Blogland,  History

Orwell diaries get more interesting

Last August the website of The Orwell Prize began publishing George Orwell’s diary entries starting from 1938, each entry appearing on the same date 70 years later.

If you started reading but, like me, got a bit weary of his weather reports and rather mundane observations about life in Marrakech (where he was living in an effort to improve the health of his lungs), you might want to take another look.

By the summer of 1939, Orwell and his wife Eileen had returned to England and were living in Wallington, where they grew vegetables and flowers, and raised ducks, hens and goats.

While Orwell’s diary entries still obsessed about weather, and discussed his farming activities and recorded his hens’ egg production, he started writing brief observations about political developments in England and Europe– including, of course, the threat of war with Nazi Germany.

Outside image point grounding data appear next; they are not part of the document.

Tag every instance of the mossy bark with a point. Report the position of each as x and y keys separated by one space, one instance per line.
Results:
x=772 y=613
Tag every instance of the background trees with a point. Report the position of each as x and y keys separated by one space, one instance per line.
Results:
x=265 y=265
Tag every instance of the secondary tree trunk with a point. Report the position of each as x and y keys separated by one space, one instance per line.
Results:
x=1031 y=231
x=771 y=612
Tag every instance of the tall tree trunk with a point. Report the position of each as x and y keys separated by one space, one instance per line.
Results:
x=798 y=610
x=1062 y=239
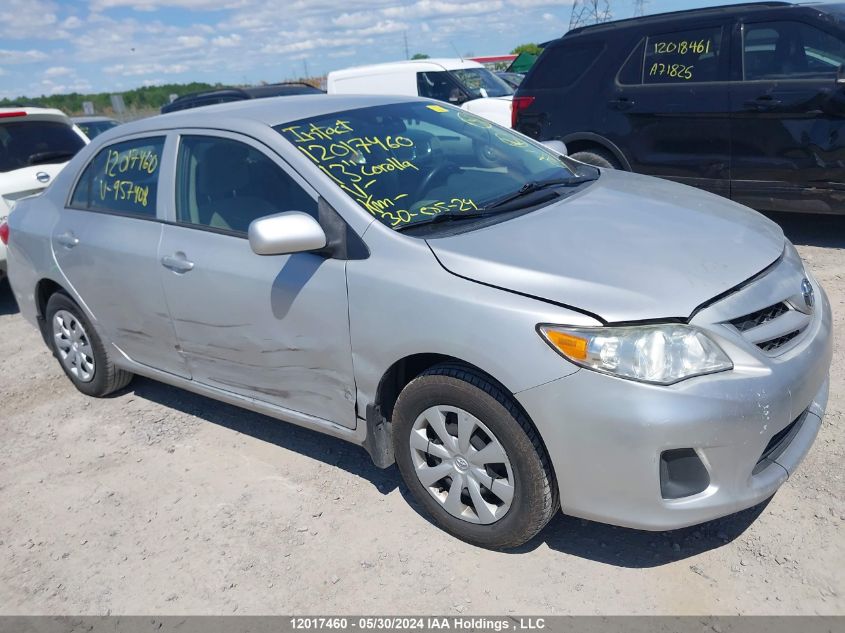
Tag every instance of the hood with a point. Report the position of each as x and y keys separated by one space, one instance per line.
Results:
x=22 y=182
x=625 y=248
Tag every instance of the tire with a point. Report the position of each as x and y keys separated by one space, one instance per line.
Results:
x=450 y=391
x=598 y=158
x=95 y=374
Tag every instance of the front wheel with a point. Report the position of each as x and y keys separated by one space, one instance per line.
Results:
x=470 y=457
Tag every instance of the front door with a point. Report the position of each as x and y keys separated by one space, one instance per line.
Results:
x=273 y=328
x=106 y=245
x=787 y=122
x=669 y=109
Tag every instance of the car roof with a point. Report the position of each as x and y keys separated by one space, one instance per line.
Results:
x=673 y=16
x=270 y=111
x=33 y=114
x=90 y=119
x=441 y=63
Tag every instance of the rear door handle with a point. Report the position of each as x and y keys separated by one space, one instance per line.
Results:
x=623 y=103
x=68 y=239
x=177 y=262
x=764 y=102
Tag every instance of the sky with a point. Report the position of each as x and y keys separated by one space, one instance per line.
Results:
x=59 y=46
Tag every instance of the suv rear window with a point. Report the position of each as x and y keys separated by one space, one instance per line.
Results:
x=683 y=56
x=561 y=66
x=24 y=143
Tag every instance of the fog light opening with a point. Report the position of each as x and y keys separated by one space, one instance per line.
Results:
x=682 y=474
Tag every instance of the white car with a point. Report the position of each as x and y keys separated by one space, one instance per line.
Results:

He clipped and pasted newspaper articles about these events, which the Orwell Diaries reproduce. He also took an interest in “lighter” news, such as this report about a fight among the “gentlemen” (the biggest display of hat-bashing since 1919) at a cricket match between (his alma mater) Eton and Harrow. If the hat-bashers had been considerably lower on the class ladder, I suppose they would have been called yobs.

One event which Orwell mentioned several times was an unsuccessful effort by the British delegation at a conference of International Federation of Trade Unions to invite the phony government-controlled Soviet “trade unions” to affiliate. Orwell notes that the move was defeated largely because of the opposition of the American Federation of Labor.

Unfortunately, things haven’t changed all that much. While AFL-CIO president John Sweeney wrote last year to Raul Castro calling for the release of imprisoned (and genuine) Cuban trade unionists and for full trade union rights, TUC general secretary Brendan Barber was in Cuba last May for a friendly and fraternal meeting with leaders of the phony government-controlled CTC “trade union” movement. Independent trade unions in Cuba are prohibited and there is no legally-recognized right to strike.

As the International Trade Union Confederation notes:

According to the government there is no need to call strikes since the demands of official trade union organisations will always be heard by the authorities.